Durch diese Politik zielt Erdoğan darauf ab, die Türkei als „zentralen Akteur“ zu stärken, der in der Lage ist, geopolitische Entwicklungen weltweit zu beeinflussen. Die Türkei könnte auch versuchen, diese Rolle zu nutzen, um ihre Beziehungen zum Westen zu vertiefen, der die Ukraine im Konflikt mit Russland unterstützt, während sie gleichzeitig ihren Einfluss bei Russland ausbaut.
Schlussfolgerung:
Erdoğan steht vor einer komplexen Entscheidung, ob er seine strategische Beziehung zum Westen fortsetzt oder sich stärker dem Osten zuwendet. Wenn er sich für eine Ausrichtung an Russland entscheidet, könnte dies seine autoritäre Herrschaft im Inneren mit der Unterstützung Moskaus festigen, würde jedoch politische Isolation vom Westen riskieren. Andererseits würde die Aufrechterhaltung starker Beziehungen zum Westen Erdoğan ermöglichen, eine zentrale Rolle in internationalen Beziehungen zu spielen, aber ihn gleichzeitig kontinuierlichem Druck in Bezug auf die Innenpolitik der Türkei aussetzen.

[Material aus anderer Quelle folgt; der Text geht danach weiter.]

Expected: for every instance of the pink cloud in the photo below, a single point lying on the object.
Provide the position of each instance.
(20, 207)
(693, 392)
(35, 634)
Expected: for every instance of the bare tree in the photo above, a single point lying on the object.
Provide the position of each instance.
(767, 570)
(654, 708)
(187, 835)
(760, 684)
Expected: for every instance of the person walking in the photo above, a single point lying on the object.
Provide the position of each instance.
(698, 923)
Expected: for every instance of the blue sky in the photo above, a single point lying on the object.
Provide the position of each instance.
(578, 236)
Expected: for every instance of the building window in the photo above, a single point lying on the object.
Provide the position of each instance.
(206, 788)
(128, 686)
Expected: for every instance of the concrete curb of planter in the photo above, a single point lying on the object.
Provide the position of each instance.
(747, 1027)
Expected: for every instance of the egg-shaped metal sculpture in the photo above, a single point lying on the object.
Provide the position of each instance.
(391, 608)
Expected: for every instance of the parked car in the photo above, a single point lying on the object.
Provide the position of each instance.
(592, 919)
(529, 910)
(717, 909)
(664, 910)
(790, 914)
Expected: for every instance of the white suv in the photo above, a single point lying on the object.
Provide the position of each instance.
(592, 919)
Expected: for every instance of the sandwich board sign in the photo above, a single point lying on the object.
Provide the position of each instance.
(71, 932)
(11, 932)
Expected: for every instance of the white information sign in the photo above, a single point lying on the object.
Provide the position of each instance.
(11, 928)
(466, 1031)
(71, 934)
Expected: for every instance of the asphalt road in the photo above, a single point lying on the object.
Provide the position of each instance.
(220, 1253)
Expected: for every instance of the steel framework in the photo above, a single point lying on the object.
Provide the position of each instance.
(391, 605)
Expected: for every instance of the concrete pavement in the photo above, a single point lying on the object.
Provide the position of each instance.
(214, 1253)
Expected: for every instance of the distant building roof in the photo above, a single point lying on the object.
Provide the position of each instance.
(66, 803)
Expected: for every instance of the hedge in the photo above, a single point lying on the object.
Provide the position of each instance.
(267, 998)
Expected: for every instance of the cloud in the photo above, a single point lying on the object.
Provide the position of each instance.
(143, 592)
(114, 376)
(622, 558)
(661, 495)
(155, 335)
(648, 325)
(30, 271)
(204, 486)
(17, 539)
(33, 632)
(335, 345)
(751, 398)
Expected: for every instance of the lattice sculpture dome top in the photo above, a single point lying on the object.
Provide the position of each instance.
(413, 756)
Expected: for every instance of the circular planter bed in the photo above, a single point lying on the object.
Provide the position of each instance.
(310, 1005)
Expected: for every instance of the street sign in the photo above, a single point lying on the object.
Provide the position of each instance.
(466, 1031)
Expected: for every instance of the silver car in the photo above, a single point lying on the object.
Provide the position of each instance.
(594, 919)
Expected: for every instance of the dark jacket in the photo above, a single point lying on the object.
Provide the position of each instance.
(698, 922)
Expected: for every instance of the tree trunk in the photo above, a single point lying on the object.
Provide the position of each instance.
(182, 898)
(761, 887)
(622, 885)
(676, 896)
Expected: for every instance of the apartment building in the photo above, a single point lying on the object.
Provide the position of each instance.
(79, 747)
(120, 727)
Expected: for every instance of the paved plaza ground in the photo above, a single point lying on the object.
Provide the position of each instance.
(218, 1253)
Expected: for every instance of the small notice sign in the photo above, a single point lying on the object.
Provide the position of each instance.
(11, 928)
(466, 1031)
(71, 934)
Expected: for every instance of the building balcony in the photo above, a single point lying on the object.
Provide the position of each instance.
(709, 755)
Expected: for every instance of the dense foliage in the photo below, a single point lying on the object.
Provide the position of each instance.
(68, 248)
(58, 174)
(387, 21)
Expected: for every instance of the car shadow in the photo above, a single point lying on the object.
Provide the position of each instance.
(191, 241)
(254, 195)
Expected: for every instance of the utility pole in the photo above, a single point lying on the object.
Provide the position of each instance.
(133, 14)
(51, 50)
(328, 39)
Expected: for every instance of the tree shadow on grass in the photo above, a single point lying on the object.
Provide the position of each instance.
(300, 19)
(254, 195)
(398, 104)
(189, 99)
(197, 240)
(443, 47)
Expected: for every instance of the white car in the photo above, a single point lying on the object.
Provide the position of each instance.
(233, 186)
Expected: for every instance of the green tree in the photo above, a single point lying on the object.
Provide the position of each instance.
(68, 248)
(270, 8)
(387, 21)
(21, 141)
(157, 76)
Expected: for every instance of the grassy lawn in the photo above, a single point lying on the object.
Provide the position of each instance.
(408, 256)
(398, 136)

Letztlich scheint es, dass Erdoğan weiterhin eine „strategische Balance“-Politik verfolgen wird, bei der er die westlichen Differenzen ausnutzt und eine zentrale Rolle in globalen Krisen anstrebt, während er gleichzeitig seine innenpolitische Macht sichert. Dieser Ansatz würde eine Balance zwischen den Beziehungen zum Westen und zu Russland erfordern, während die Türkei ihre strategische Bedeutung ausnutzt, um ihren Platz als entscheidender Akteur auf der globalen Bühne zu sichern.